La idea de un futuro en mi escritura pasada me fascinaba, ya fuera a modo de mandala
proverbial, poso de café con leche o algo más novelesco como el amigo Julio. Todo era cuestión
de desentrañarlo, pero la gracia del texto estaba en lo indescifrable, en el código desconocido o
inexistente, la pequeña diferencia que justificaba mi tarea. Creo que hay combinaciones fonéticas
(si partimos de mi lengua materna) que crean un discurso interrumpido por cacofonías en una
docena de idiomas alternantes. Si eliminamos eso, que tiene un significado insignificante en la
estructura caótica, nos quedan unas pocas combinaciones consonánticas impronunciables. La
cosa es a donde ir desde aquí y cuando aceptar la derrota, cuando la infinidad de puntos de vista
nos de condena a ella de una manera u otra, el juego, el sum de la sentencia era acaso
precisamente eso: una partida en la que pierde el primero que se da cuenta de las cartas no son
más que trozos de cartulina, lo mismo que las monarquías o la plata. No hay nada transcendente
entonces, en lo material, sino en lo que está de más allá; no en el trazo de un jugador primerizo,
sino en todo lo que no quería decir pero queda a él ligado de forma indisoluble. La letra eñe no
aparece, supongo que entonces no la usaba; pero incluso eso es una suposición que niega la
afirmación, o más bien la falta de la misma, por unos lentes polvorientos. Uno ve mejor después
de limpiarse las gafas si ya no abre más los ojos, instinto que es condena, y empieza a mirar de
otra forma. Quizá el oído es la única herramienta para escuchar a un escolar muerto, claro que
está vivo en el recuerdo que erdé de mi progenie. La memoria me susurra que la mitad de los
signos usados no se correspondían con un sonido en mi cabeza empequeñecida y fragmentada,
no tenían relación directa con un fonema, pero si que guardaban una sgnificancia intuitiva que me
hizo (que le hizo, el pasado es siempre de los otros, es decir, de nadie) elegirlos entre mi catálogo.
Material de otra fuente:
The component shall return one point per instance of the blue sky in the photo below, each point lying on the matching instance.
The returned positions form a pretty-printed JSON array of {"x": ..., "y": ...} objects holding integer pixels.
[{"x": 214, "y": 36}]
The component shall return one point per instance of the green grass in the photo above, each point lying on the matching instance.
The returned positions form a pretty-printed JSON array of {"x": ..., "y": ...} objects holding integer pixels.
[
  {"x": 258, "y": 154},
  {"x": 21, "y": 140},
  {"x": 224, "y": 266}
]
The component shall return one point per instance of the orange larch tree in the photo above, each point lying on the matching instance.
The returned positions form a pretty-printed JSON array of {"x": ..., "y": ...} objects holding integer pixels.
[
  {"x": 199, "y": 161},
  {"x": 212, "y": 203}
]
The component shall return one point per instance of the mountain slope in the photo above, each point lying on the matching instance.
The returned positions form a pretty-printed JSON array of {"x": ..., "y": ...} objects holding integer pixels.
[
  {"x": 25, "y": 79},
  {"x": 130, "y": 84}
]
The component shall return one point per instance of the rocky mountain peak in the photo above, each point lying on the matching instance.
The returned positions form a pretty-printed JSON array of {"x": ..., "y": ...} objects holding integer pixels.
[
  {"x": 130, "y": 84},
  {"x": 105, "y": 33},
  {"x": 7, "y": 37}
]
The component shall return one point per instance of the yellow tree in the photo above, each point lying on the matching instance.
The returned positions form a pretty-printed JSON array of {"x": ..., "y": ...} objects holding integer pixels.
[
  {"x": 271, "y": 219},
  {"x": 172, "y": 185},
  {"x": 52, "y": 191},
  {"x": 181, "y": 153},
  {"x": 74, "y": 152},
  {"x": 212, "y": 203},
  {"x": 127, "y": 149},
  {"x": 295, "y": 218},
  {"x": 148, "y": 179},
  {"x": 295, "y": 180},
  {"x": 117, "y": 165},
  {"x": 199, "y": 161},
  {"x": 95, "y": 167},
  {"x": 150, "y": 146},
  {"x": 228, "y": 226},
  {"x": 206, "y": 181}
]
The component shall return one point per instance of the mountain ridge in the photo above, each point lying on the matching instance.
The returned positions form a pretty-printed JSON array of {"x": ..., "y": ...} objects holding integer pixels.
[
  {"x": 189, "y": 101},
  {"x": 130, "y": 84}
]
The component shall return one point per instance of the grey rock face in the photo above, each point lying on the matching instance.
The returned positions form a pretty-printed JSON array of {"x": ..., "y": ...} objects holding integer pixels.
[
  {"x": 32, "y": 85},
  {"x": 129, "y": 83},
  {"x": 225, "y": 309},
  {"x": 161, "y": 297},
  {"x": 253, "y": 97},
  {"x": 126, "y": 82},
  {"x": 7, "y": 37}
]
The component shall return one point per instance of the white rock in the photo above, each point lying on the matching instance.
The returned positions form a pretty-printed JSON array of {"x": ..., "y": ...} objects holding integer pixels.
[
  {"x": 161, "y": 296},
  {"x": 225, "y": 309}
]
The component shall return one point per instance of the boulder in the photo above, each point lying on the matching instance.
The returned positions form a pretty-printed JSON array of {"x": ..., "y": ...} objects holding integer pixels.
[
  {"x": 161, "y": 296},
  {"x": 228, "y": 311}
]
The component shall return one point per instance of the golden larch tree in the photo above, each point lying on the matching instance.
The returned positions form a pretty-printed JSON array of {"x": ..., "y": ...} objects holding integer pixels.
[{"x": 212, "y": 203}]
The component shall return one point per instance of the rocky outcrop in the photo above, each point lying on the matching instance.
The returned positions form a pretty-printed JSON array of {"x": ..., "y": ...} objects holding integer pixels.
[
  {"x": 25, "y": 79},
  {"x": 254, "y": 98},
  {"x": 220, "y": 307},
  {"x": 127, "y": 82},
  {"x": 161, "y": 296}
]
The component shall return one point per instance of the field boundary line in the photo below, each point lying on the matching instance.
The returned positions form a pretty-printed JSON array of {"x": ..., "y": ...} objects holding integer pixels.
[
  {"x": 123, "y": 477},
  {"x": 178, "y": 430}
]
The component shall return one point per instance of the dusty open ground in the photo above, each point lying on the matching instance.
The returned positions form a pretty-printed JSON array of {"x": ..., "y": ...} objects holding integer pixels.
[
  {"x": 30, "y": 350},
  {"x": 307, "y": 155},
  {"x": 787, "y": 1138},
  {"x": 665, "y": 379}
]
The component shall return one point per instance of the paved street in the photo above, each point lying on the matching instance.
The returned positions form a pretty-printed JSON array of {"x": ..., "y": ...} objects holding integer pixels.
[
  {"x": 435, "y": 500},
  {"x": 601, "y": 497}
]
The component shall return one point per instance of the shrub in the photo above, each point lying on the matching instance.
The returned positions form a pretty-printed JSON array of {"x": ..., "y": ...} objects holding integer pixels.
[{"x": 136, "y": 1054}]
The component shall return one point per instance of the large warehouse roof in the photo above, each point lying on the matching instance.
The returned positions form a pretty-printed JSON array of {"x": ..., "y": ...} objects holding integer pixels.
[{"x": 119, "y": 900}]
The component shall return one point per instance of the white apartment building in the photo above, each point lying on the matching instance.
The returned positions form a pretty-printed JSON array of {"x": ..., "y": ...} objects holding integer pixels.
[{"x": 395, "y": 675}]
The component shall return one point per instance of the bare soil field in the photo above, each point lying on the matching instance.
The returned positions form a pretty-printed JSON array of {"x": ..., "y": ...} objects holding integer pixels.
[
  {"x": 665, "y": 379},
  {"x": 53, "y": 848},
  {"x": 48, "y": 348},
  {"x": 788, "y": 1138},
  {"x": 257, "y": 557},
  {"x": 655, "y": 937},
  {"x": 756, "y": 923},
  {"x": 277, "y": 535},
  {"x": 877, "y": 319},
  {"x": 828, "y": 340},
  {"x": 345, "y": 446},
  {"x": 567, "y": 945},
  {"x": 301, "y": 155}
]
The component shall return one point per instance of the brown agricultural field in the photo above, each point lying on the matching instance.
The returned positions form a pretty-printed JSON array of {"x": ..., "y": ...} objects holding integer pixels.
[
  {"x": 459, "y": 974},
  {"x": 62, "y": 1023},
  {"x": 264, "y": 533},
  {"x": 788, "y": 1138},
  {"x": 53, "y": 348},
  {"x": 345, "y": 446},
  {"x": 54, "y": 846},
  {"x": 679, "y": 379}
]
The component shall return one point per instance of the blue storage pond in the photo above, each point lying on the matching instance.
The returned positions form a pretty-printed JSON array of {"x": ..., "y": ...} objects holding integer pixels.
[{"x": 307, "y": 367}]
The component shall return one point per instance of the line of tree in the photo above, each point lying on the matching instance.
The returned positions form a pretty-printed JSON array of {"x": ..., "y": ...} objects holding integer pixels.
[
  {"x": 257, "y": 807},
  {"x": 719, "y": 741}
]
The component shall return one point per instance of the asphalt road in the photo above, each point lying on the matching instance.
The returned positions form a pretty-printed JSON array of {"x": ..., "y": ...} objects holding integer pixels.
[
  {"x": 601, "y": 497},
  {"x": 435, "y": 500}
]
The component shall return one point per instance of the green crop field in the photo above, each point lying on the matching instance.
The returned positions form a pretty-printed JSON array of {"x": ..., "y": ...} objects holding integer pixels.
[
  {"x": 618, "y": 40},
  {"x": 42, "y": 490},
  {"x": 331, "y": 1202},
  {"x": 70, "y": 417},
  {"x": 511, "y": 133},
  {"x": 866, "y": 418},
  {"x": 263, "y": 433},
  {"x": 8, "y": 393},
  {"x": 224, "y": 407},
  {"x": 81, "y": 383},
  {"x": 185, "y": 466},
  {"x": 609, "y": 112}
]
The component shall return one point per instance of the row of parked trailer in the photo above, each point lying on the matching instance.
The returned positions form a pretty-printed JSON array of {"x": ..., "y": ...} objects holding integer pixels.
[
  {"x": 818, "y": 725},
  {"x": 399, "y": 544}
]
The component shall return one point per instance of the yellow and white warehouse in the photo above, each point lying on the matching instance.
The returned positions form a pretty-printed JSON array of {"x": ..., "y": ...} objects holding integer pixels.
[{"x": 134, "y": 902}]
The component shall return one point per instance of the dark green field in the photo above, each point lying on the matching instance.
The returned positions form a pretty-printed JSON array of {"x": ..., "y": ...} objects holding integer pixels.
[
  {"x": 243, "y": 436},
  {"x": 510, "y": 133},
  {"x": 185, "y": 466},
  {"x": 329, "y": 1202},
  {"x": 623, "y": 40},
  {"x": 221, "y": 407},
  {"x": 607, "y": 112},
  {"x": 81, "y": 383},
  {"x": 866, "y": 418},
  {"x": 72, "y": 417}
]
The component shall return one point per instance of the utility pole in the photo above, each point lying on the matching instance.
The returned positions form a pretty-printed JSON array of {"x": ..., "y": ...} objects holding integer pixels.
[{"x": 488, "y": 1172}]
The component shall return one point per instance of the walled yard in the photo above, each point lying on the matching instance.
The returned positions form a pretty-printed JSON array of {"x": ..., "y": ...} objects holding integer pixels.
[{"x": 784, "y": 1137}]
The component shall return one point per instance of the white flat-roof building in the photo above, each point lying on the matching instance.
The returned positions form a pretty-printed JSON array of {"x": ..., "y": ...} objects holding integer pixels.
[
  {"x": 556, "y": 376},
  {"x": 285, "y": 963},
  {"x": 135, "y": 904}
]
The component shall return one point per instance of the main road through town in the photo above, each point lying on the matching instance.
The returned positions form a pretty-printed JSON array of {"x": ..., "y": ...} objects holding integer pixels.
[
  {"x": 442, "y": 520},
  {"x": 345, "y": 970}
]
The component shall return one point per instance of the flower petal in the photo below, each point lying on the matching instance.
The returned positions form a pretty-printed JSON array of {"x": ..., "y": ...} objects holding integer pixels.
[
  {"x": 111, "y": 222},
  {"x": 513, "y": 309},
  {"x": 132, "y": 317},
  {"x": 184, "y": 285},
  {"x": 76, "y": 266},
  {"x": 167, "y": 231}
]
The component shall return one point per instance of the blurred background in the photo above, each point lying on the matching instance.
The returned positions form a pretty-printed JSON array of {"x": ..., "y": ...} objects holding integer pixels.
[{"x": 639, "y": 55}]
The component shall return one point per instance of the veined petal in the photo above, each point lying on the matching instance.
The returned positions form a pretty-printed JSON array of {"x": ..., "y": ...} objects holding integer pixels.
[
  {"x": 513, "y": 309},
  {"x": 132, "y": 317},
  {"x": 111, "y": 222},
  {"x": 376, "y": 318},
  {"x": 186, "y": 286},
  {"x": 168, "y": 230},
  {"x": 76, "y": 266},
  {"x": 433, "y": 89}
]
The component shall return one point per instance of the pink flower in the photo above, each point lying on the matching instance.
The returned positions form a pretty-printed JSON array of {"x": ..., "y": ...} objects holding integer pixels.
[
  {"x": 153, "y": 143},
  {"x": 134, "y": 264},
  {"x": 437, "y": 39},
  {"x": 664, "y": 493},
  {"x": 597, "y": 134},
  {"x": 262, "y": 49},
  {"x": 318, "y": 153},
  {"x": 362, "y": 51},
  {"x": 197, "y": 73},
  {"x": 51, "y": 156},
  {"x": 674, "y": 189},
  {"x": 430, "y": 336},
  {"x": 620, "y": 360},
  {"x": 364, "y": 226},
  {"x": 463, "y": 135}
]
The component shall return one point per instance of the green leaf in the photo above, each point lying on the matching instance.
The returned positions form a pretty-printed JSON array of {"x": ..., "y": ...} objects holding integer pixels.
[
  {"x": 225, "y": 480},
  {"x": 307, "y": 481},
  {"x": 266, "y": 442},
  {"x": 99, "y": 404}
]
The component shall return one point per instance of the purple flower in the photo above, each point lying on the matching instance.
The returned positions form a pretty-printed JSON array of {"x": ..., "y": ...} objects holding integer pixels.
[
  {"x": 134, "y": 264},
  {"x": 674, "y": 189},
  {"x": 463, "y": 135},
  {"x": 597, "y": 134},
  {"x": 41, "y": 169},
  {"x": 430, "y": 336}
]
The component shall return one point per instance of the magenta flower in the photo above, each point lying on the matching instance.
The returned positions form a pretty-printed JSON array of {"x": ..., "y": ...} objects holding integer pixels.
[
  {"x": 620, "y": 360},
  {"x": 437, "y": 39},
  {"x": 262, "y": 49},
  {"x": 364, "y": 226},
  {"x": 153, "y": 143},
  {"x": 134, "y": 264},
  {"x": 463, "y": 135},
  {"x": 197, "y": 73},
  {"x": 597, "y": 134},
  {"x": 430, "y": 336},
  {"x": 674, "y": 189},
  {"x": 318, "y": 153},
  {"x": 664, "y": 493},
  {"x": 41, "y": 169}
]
Porque con algo lo identificaba, sino lo mismo escribo la Mencíada de Lu o el hidalgo
menardiano, vaya usted a saber la lengua que usó el último, que lo mismo es francés que es
afrancesado y te suelta un párrafo metalingüístico en íbero. Cabe plantear que las sobras, las
cacofonías periféricas que nos atañen, no sean más que una séptima lengua, que o bien no
existe o es desconocida; con lo que abría que inventarla por si alguien la reconoce y
compartimos la autoría o le cedo el descubrimiento, relegando la invención a alguien posterior.
Puede que con el tiempo, sin intención alguna, se alineen mi lenguaje y una creación ajena, lo
que crearía una interacción verdadera, un salto tras el cristal que no era sino recuerdo si uno lo ira
con los ojos cerrados, un avance a una experiencia común anterior al lenguaje de lenguas,
impresiones no de nenúfares sino de conciencias, acaso ocultas por el ir y venir, entrar al metro
para llegar al centro y darse cuenta que no es liberador, que es un sitio muy chico y soterrado
donde no caben los cuerpos ni las personas si quiera, y apenas alcanzan las ideas si tienen
significado. Claro que lo mismo pensaría Sargón de la piedrita sumeria.